One of the best things about working with a group of creative people is brainstorming and thinking of new ways to stretch technology. “What if we made the lights mimic a brain?” I suggested, “We could get them to ‘fire’ like a neurone in response to activity they detect nearby.” “Can we do that?” was the reply. So here I am, cramming out some code that will turn the Gasworks into a simulated brain that senses and reacts to people using the space.
Suspended within the centre of the Gasworks structure will be ten sculptures, each containing a cluster of lights, a Raspberry PI, a webcam, Arduino and a host of electronics.
Each of these sculptures loosely simulate a brain neurone. The webcams act as the ‘dendrites’, continuously monitoring the spaces underneath each sculpture for physical activity. Any detected activity is translated into an energy level that drives the lighting sequence for the attached sculpture (neurone). This energy level is sent from the Raspberry PI to the Arduino where it’s converted into a lighting sequence. Sculptures with low energy levels have a dim and slow random light sequence, while sculptures with higher energy levels have brighter, faster lighting sequences.

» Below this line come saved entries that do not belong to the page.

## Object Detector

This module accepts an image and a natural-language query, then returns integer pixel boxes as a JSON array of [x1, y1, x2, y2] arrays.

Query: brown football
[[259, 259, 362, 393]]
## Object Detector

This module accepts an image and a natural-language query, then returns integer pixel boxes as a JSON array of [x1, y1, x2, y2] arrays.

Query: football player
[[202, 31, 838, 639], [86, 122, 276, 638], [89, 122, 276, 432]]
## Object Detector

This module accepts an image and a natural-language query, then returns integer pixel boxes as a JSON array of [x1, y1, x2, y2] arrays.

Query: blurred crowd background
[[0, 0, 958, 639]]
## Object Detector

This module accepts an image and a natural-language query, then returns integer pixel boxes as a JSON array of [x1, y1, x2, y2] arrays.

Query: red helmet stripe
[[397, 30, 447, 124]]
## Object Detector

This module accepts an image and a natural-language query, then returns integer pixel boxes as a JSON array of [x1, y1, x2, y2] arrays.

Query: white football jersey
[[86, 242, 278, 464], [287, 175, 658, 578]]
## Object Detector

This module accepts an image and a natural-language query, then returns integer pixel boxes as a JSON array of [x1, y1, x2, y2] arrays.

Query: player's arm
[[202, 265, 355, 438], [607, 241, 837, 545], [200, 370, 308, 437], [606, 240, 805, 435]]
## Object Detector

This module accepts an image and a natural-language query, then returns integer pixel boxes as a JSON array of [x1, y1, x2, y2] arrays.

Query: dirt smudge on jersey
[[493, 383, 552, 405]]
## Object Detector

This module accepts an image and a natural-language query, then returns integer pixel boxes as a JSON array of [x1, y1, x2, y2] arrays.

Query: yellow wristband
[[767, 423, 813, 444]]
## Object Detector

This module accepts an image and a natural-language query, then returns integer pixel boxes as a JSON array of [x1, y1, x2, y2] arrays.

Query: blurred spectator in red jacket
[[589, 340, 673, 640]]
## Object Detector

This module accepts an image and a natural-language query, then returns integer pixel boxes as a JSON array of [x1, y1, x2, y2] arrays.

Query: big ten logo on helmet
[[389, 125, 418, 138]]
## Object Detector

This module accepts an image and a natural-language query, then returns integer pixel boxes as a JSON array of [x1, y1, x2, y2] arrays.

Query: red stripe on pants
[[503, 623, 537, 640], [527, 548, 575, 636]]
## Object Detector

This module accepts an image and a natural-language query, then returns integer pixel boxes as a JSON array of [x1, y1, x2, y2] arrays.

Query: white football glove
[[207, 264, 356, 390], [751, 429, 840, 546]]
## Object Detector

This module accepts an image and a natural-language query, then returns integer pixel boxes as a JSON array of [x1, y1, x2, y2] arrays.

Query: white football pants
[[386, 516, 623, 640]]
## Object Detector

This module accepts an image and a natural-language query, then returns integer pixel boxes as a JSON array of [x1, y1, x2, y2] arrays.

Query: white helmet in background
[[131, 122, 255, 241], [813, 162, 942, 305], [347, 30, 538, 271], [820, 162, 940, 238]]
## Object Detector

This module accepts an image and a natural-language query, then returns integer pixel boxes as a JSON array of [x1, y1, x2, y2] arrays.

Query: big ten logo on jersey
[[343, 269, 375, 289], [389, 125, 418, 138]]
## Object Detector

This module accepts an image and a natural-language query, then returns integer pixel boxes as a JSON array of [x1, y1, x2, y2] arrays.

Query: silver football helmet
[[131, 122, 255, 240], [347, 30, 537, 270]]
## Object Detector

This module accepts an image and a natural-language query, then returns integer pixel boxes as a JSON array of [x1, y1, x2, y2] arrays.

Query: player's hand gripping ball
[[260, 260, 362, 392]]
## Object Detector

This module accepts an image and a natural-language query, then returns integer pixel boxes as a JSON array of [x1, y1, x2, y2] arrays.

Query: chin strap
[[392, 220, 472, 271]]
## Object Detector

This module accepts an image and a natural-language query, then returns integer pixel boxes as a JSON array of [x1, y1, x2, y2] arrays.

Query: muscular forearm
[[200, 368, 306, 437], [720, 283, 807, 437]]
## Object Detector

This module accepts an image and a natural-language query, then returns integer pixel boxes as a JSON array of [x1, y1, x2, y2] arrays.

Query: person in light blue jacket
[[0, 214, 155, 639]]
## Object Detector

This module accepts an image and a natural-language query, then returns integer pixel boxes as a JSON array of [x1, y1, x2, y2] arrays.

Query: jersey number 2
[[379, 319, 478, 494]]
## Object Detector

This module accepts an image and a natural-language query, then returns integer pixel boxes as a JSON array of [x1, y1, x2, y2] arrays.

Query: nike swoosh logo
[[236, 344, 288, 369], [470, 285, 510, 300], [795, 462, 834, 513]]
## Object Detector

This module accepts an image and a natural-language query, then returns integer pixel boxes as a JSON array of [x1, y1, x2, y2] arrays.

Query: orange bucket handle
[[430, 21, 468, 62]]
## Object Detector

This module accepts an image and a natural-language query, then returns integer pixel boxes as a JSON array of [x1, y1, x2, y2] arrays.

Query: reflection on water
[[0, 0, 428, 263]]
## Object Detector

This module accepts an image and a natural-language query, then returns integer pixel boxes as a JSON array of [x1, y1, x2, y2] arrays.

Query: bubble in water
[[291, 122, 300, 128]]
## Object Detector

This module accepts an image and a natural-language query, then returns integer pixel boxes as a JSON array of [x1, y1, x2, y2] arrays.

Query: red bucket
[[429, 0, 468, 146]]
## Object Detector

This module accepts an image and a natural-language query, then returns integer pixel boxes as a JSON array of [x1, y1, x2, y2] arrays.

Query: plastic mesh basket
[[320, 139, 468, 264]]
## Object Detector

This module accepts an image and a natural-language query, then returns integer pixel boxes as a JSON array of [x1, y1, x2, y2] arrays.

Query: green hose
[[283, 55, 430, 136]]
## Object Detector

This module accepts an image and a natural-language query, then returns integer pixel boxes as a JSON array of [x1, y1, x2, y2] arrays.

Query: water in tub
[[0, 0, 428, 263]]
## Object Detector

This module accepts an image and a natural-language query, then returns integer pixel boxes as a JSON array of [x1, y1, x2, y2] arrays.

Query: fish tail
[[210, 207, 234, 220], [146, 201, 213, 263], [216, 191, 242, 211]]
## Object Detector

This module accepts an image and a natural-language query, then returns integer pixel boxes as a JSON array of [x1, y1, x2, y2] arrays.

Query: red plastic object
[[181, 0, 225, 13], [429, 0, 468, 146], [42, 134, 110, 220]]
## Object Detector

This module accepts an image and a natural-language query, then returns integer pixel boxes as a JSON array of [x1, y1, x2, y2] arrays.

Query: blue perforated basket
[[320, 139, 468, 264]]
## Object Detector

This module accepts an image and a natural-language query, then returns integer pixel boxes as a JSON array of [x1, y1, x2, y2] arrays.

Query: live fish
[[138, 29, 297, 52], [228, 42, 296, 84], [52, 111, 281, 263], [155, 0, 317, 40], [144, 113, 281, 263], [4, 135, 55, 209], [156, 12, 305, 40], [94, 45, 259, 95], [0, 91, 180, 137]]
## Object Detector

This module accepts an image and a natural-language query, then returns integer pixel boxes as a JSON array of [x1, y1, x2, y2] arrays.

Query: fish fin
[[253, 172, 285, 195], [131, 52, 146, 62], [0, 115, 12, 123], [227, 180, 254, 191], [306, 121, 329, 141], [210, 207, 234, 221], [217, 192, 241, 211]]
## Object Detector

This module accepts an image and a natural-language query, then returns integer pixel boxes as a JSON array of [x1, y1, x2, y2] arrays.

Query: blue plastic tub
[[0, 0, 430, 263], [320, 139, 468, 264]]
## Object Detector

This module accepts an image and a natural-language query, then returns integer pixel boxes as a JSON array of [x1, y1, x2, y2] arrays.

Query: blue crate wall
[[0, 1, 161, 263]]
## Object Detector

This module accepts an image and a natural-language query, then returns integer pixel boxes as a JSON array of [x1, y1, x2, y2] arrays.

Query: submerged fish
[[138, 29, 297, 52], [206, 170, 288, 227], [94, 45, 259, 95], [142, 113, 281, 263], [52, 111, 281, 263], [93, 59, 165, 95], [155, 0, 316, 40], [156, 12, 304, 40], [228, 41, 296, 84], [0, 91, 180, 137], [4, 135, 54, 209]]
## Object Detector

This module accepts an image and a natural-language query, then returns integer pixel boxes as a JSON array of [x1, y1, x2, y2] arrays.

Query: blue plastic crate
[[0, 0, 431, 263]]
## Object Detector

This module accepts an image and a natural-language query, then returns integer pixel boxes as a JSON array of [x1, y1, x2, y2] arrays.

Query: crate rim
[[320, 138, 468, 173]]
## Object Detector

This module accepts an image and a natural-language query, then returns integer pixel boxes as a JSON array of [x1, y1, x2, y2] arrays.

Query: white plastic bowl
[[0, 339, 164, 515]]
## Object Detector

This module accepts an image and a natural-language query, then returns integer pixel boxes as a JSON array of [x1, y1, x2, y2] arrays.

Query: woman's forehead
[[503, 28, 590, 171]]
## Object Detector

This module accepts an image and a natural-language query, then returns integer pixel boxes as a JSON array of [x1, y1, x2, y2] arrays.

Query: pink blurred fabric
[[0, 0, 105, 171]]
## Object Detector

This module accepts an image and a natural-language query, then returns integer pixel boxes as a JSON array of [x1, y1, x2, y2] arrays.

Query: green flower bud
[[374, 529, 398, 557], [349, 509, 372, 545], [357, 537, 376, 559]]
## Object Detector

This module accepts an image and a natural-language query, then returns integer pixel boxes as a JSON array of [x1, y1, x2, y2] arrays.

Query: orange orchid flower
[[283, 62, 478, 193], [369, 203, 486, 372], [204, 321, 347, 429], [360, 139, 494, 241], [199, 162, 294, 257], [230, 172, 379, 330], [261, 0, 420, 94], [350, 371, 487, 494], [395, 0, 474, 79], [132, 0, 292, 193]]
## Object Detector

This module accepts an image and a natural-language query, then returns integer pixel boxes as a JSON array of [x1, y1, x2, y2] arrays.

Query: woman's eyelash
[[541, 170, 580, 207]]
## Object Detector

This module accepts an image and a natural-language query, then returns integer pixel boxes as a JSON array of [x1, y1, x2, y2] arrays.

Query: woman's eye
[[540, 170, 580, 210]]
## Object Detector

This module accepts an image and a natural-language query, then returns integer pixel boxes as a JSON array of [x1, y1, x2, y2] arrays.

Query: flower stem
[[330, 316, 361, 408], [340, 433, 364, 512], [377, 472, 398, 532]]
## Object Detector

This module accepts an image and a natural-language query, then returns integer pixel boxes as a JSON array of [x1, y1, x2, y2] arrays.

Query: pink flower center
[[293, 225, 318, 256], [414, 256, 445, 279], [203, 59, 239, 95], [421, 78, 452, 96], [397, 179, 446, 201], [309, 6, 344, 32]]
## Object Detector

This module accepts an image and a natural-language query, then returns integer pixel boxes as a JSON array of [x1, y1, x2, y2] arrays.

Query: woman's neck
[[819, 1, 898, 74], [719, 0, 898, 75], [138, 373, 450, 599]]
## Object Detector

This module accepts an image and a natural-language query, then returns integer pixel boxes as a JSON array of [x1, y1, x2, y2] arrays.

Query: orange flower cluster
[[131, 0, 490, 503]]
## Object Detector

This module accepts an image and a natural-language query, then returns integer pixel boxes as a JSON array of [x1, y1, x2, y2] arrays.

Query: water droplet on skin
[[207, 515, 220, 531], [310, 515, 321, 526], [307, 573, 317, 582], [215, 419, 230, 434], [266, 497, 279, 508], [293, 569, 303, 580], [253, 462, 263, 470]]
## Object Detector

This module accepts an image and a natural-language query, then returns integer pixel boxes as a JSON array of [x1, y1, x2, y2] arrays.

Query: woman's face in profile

The energy level of each neurone continues to increase as movement is detected, until it reaches a threshold and ‘fires’. When this occurs, that sculpture broadcasts part of its energy to the adjacent sculptures, which in turn have brighter and faster lighting sequences. Meanwhile the neurone that fired will ‘reset’, dropping its energy level back to zero.
Below is a video of a single sculpture/neurone prototype, demonstrating how it detects movement and transitions from low energy to high, and finally ‘firing’.
With a load of hard work and a bit of luck, I hope we get some emergent behaviour (i.e. effects I have not explicitly coded) arising when people start interacting with the sculptures. The work will be permanently installed at the site in Newstead from the end of the year.